Analyzing quantitative data can be a fairly straightforward process, because it consists of numbers and statistics. The most important factor is that the data must be compiled and reported accurately. There are some elements of data collection that are subjective, such as which specific areas are studied or which questions are asked, but the information itself is rigid in form.
The first step in analyzing quantitative data is to make a plan about the way that the information that has been collected will be organized. It also is wise to reach a consensus about the reason for gathering the data. Although the results might take the analysis in a different direction, having a plan can aid in the process of organizing data, in addition to helping to determine what sorts of information to seek.
To properly account for all responders, a distinction must be made between attempted contact and the number of responses. For example, although a certain number of surveys have been sent out, it is not likely that all of them will be returned. Responders also might fail to answer all of the questions, which can change the meaning of the results.

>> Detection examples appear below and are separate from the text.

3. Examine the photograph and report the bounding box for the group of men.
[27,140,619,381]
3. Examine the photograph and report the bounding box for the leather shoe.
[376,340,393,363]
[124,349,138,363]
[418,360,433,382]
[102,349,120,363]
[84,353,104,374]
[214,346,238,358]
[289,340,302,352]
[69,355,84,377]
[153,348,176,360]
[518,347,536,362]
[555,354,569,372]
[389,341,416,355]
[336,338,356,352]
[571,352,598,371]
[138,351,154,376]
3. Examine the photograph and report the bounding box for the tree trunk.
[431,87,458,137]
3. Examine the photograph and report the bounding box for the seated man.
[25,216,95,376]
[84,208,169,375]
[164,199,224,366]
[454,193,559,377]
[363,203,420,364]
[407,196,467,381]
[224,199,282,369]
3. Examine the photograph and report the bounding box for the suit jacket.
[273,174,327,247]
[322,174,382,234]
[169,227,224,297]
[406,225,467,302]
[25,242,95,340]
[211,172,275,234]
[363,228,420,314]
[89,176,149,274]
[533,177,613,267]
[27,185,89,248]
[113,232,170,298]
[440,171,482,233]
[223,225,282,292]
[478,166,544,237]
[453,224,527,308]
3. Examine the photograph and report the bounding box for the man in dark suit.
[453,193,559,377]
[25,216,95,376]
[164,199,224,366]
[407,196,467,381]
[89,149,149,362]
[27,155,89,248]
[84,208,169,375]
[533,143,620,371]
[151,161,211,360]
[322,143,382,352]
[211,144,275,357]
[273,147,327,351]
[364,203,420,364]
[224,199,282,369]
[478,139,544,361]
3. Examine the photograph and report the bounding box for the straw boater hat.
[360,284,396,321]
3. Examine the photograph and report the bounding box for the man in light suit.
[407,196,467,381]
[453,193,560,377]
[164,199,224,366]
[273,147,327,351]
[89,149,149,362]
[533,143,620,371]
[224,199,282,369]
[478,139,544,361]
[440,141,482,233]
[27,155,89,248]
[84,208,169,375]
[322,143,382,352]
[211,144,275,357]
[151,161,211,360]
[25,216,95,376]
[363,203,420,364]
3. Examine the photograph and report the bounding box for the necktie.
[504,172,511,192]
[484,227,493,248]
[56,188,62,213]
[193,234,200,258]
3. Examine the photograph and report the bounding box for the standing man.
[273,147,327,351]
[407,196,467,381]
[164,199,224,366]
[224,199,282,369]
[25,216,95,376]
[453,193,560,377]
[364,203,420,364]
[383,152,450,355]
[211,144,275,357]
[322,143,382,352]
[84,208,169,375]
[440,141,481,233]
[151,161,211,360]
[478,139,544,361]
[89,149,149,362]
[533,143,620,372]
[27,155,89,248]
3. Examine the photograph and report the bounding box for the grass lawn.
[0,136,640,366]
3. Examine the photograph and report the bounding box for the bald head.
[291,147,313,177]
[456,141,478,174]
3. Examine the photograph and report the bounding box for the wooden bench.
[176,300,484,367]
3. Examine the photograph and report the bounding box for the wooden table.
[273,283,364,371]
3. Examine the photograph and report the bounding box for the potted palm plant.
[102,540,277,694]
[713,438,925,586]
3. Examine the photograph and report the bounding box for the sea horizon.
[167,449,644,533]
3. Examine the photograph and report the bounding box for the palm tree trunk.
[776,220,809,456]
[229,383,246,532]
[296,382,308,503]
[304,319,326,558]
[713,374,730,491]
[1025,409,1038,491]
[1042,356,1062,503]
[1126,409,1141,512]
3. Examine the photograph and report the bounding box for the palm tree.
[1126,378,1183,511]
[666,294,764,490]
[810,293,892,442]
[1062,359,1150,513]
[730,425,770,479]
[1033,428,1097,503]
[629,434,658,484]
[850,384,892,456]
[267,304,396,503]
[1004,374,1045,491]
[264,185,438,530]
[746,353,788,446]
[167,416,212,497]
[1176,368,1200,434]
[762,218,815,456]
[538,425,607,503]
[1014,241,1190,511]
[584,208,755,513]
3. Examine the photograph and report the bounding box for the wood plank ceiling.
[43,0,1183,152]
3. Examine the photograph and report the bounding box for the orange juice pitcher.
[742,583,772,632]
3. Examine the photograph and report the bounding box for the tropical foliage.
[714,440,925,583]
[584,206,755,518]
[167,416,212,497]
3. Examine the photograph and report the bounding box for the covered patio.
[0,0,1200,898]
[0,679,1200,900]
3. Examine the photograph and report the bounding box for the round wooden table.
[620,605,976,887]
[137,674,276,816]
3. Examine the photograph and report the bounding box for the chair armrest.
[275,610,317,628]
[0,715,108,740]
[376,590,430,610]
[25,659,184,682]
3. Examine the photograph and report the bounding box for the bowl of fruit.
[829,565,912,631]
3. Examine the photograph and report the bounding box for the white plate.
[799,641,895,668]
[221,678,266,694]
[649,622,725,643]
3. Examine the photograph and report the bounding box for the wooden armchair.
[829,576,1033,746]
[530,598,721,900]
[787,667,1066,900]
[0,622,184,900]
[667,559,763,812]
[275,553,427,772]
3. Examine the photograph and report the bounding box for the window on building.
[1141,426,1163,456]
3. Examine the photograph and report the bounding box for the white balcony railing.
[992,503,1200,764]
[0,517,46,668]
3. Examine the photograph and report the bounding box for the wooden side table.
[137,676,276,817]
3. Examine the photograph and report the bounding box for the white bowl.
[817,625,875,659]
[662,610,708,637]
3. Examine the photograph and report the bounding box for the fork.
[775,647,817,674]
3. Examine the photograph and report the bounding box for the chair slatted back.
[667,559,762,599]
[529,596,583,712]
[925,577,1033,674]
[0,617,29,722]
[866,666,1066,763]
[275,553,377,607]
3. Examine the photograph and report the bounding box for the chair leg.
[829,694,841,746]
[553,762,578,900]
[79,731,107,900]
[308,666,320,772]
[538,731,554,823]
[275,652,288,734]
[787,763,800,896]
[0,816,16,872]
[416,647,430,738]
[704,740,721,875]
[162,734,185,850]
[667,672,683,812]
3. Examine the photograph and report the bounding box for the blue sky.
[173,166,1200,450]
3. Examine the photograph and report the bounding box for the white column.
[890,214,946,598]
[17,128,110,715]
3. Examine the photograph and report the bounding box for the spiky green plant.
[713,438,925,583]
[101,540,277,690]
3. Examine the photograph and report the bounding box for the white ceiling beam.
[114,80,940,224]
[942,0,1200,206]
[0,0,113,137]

When analyzing quantitative data, the most illuminating results tend to come from using both numbers and percentages when reviewing information. The meaning of a percentage typically depends on how many individuals, incidents or other similar factors make up the group. It also is important to know the percentages as they relate to those numbers, so that a number has context within the larger data set.
How data is arranged is another important factor in analyzing quantitative data. Responses that have different shades of meaning can be obscured, depending on how they are arranged. For example, answers for a question with a potential for two kinds of negative responses and two kinds of positive responses can be compiled into only positive and negative responses, but that might hide how strongly people feel about a certain issue. It could be that, in those four possible answers, the trend is revealed to be further in one direction when all possible dimensions of the survey are shown.
Other factors that can be helpful in analyzing quantitative data include a good knowledge of the population that was surveyed. This includes understanding relevant information about responders, which can include factors such as education, status and age. The best group to consult will provide data that is relevant to the goal of the survey. An insufficiently diverse or otherwise inappropriate field of responders can have a negative effect on the usefulness of the results.